I still made my 3:15 time despite my pain, which rocks. Now I'm going to hit the physio HARD until Big Sur.


  1. Just found you're blog. Nice to 'read' another Ontario runner. Congrats on the's an exciting one to do.

  2. Congratulations! Great job...We were sooooo close to one another!!!!! Too bad we didn't see each other :(

  3. great job and nice race report! I try to do the same thing as you, try to find someone who is running about my pace (or maybe a little faster for motivation) and stay with them as long as I can. I even start talking to them most times, haha

    And that is really gross about that woman who had stuff going down her leg, she needed to head to a portopotty to take care of that, that is really gross!

    That is hilarious that a grim reaper was at the top of that hill, great stuff!

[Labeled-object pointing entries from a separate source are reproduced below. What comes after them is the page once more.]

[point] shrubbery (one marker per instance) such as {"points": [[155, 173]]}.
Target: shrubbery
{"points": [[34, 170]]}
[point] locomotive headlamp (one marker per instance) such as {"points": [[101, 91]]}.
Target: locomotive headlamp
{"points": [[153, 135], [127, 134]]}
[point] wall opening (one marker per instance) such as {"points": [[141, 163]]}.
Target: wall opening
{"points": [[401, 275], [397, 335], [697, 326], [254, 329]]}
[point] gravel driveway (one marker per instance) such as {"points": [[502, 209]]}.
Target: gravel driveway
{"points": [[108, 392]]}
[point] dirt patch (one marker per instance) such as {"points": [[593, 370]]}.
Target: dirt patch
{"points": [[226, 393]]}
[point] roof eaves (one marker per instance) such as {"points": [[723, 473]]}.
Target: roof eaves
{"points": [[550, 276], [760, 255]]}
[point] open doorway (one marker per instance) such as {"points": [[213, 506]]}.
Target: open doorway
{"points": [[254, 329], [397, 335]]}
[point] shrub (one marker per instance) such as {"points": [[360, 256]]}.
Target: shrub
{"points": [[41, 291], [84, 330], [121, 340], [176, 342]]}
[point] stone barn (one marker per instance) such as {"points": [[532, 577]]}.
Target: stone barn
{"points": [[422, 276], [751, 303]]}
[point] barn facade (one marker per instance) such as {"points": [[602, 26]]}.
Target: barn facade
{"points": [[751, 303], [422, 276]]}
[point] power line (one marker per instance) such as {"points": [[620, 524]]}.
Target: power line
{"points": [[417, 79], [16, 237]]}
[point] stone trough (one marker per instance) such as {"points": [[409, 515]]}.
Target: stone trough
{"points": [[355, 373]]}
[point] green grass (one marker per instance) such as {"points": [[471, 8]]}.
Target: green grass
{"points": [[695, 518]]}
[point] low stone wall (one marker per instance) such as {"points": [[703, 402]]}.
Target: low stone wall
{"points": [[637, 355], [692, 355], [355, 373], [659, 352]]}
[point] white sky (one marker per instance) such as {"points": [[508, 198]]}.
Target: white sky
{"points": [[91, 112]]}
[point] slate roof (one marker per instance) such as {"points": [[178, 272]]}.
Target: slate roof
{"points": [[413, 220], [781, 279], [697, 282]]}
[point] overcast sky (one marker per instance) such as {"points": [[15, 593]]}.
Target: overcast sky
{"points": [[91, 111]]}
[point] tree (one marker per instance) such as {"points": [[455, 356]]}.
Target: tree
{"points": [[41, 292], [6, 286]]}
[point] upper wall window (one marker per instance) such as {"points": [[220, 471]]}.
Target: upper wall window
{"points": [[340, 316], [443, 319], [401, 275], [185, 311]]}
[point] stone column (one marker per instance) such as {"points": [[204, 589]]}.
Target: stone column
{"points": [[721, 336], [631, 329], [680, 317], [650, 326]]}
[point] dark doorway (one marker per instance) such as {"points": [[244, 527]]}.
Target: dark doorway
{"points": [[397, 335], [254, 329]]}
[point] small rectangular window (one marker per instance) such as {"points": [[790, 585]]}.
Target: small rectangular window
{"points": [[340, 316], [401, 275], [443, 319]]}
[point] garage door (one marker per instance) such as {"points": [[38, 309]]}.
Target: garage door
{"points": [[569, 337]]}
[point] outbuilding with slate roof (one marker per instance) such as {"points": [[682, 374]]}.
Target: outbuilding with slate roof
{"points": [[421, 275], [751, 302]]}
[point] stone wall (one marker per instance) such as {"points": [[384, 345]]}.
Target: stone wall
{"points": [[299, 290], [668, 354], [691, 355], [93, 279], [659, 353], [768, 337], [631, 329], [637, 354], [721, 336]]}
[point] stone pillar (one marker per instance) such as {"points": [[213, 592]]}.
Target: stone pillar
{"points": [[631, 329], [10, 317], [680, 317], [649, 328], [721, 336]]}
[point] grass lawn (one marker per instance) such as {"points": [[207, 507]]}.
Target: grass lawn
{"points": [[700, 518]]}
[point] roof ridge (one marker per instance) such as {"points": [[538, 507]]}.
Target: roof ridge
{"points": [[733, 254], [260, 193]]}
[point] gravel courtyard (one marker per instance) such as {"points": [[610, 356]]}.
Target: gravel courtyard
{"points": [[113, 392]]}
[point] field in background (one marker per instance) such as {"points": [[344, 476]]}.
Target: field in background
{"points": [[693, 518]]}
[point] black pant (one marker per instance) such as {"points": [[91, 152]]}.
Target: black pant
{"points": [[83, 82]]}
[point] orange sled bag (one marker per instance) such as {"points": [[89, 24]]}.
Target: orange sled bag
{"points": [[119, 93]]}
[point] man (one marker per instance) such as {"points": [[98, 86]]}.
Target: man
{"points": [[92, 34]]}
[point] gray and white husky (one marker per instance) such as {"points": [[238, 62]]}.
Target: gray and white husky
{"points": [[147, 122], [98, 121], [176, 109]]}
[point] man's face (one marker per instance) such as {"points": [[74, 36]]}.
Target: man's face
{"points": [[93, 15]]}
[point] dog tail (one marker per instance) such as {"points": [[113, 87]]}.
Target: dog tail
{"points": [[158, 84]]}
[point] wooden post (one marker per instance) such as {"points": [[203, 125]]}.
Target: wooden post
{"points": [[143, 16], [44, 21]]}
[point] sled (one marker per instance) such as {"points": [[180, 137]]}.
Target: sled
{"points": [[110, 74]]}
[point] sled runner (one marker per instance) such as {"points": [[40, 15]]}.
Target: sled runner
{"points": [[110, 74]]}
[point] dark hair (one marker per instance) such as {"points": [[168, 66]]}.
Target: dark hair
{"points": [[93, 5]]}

    I follow a couple other bloggers who ran the race, not sure if you follow them already:

  4. Great race and report! That lady with the poo is hilarious. I have a friend who typically wishes people luck in races by saying "Don't shit yer pants!" I guess that's why!

  5. What an ... eventful race! That is so gross that the woman didn't stop!! I would have stopped as soon as I felt the first trickle and jetted to the nearest toilet/bush and taken care of business. Horrifying! Nice job though!!